The US Supreme Court, in Burnet v. Logan, 283 U.S. 404 (1931) held that taxpayers using the installment method can defer the recognition of gain according to the open transaction doctrine if an obligation's fair market value cannot be determined.

Can a taxpayer who elects out of the installment method of I.R.C. § 453 still defer the recognition (inclusion in gross income) of gain by using Burnet v. Logan's open transaction doctrine? Legislative history seems to imply that Congress would say no.

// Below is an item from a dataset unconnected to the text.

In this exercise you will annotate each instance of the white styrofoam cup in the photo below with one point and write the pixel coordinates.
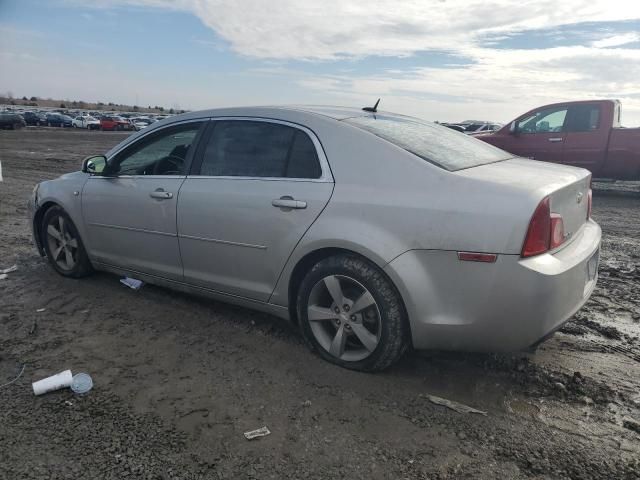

What if a taxpayer elects out of the installment method of accounting despite having the ability to reasonably determine the amount realized from a deferred payment sale? Can the taxpayer defer the recognition of gain in this instance? The answer is presumably no since "the entire amount realized must be taken into account in the year of sale." For taxpayers opting to use the cash method of accounting, the case decides how the amount realized is taken into account. It holds that for taxpayers using the cash method accounting, the entire amount realized "would be the fair market value of the installment obligation."